The second strategy that is especially critical in volatile markets is asset allocation. Asset allocation involves dividing your portfolio into different asset classes such as stocks, bonds, and cash, which each carry different levels of risk and return potential. During volatile times, more risky asset classes such as stocks tend to fluctuate more, while lower-risk assets such as bonds or cash tend to be more stable. By allocating your investments among these different asset classes, you can help smooth out the short-term ups and downs. In the example you see here, we have three different asset allocations: an all stock portfolio, a portfolio of 60% stocks, 30% bonds, and 10% cash; and a portfolio of 40% stocks, 40% bonds, and 20% cash.

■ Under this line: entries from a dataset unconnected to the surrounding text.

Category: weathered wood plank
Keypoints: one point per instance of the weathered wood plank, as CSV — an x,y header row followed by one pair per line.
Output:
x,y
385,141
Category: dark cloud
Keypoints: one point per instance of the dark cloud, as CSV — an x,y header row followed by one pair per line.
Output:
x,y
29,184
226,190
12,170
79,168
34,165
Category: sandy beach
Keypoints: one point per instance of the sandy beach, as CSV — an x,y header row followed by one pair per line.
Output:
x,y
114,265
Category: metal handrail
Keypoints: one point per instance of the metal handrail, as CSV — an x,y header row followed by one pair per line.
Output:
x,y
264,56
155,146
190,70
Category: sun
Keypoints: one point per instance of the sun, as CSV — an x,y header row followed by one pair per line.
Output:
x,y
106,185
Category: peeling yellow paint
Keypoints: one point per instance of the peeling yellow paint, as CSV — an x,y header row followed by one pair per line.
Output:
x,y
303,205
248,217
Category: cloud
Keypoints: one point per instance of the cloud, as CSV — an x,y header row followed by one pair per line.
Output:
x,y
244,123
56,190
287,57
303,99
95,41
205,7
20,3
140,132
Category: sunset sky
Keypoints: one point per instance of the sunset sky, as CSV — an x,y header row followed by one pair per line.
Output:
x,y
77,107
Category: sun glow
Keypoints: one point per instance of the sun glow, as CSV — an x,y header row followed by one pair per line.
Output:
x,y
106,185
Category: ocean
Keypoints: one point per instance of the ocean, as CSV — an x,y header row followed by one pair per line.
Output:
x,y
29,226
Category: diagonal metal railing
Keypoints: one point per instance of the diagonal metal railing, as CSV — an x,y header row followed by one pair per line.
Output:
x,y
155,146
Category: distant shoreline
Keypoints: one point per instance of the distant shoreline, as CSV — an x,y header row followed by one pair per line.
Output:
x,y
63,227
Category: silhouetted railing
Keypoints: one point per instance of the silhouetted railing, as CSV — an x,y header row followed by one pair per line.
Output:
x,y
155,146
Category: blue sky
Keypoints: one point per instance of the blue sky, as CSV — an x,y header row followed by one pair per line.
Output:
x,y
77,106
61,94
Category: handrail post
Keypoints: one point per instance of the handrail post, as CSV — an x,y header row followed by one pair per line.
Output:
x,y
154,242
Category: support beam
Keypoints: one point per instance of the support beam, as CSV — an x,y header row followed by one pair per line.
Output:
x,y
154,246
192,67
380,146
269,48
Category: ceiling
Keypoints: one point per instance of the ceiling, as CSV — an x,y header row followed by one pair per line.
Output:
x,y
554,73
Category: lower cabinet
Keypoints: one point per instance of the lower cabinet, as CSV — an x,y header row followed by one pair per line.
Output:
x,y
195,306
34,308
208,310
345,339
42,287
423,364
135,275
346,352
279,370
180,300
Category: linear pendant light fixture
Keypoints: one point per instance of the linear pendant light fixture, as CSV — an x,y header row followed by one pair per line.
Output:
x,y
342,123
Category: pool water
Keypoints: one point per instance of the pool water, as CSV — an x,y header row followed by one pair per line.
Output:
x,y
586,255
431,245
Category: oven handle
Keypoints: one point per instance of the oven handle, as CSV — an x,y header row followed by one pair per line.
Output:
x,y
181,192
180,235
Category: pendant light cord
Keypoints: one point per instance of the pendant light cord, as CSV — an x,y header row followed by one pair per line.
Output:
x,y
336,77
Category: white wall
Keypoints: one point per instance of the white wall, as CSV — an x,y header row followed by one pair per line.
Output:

Note the total return and risk figures under each portfolio. As the chart above illustrates, over the long term (20 years), the more moderate 60% stock portfolio and 40% stock portfolio would have delivered similar returns to a portfolio dedicated 100% to stocks, but with much less risk.
In addition to diversifying your portfolio by asset class, you should also diversify it by sector, size, and style. Why? Because different sectors, sizes, and styles take turns outperforming one another. Different sectors tend to outperform or underperform in different phases of the business cycle. For instance, in the depths of a recession, defensive sectors such as Utilities and Consumer Staples often outperform. In the hight of a boom, Information Technology or Materials companies are more likely to outperform. Likewise, different size companies tend to outperform at different times. For instance, small-cap stocks tend to outperform large-caps at the start of the business cycle, while large caps generally outperform in the later stages. Similarly, different investing styles such as growth and value take turns outperforming one another, although these are less tied to the business cycle than sectors or market cap. By diversifying your holdings by sector, size, and style, you can potentially smooth out short-term performance fluctuations and lower the impact of shifting economic conditions on your portfolio.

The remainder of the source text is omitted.